Sunday 8/9/20
EU SUMMIT

EU leaders back for day two of recovery fund talks amid deep division

Leaders of the European Union countries arrive at the European Council, starting the second day of intense discussions.
Charles Michel (R) and Ursula von der Leyen, greet each other with an elbow during the summit. Photo: Dario Pignatelli/European Council/dpa.
Charles Michel (R) and Ursula von der Leyen, greet each other with an elbow during the summit. Photo: Dario Pignatelli/European Council/dpa.

EU leaders are to meet for further talks on a planned shared multi-billion-euro rescue package for their virus-ravaged economies on Saturday, after a meeting ran late into the previous evening but ended without a deal.

With the 27 countries at odds on a host of issues including the overall size of the recovery fund, the criteria used to distribute the money and how to supervise expenditure, reaching agreement at the summit is far from guaranteed.

The leaders spent Friday discussing a proposal put forward by European Council President Charles Michel that outlines a 750-billion-euro (855-billion-dollar) recovery fund and a 1,074-trillion-euro long-term budget for 2021-2027.

For the recovery fund, 500 billion euros would be paid out as grants and 250 billion euros in loans.

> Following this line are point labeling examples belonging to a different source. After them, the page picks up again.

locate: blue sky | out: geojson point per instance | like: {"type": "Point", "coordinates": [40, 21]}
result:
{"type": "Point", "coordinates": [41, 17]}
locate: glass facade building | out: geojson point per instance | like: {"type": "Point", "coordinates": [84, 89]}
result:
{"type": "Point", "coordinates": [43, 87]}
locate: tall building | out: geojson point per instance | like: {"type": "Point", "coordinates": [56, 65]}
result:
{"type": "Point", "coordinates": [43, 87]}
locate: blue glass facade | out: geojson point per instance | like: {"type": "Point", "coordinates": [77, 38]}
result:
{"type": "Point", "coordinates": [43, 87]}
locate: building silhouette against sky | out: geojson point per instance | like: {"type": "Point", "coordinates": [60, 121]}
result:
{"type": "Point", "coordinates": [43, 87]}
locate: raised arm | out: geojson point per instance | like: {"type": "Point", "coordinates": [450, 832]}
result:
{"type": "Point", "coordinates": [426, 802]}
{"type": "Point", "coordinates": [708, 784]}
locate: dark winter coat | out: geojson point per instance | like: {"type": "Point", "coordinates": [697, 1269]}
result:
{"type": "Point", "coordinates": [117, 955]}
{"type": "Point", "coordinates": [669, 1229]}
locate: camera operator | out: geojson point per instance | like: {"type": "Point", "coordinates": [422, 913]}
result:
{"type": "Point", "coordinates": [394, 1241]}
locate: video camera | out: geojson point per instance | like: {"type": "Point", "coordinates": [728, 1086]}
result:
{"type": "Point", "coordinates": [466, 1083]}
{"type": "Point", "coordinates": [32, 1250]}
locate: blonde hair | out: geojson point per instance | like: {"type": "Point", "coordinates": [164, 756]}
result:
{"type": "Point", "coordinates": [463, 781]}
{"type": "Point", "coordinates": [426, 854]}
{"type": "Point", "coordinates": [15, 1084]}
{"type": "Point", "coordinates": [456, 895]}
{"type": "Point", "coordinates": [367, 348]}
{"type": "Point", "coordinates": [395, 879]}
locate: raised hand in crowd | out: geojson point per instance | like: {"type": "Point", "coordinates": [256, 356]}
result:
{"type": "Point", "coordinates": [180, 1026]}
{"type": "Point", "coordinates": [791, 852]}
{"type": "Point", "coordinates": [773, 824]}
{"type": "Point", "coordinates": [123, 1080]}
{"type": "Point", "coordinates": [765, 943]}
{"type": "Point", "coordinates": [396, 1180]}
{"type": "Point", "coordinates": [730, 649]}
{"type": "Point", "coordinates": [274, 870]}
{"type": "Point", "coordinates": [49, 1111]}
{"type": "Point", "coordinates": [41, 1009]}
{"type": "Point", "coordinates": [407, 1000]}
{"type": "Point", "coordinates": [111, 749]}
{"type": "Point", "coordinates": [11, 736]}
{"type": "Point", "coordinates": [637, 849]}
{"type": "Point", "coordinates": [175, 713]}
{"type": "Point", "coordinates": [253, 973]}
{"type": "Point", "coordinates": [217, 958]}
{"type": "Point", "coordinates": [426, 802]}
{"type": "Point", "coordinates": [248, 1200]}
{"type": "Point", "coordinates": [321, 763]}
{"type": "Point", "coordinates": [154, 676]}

Adjusting a previous concept from the European Commission that was heavily weighted towards member states' unemployment rates, Michel suggested allocating 30 per cent of the funds according to the impact of the economic crisis.

A difficult moment

Negotiations on this proposal were at a "difficult moment" shortly before talks ended, according to a diplomatic source, with progress blocked by the thorny question of governance on the recovery plan.

The Netherlands, backed by Sweden, Austria and Denmark, insist on a low-as-possible share of grants, and are pushing for economic reform conditions to be tied to the money as well as strong oversight on expenditure.

However, a number of states are wary about excessively strenuous approval processes that could see a delay to funds being paid out.

Meanwhile, Hungary and Poland object to a proposal to embed a mechanism to withhold EU funds in the case of rule-of-law violations, which is designed to target their democratic backsliding.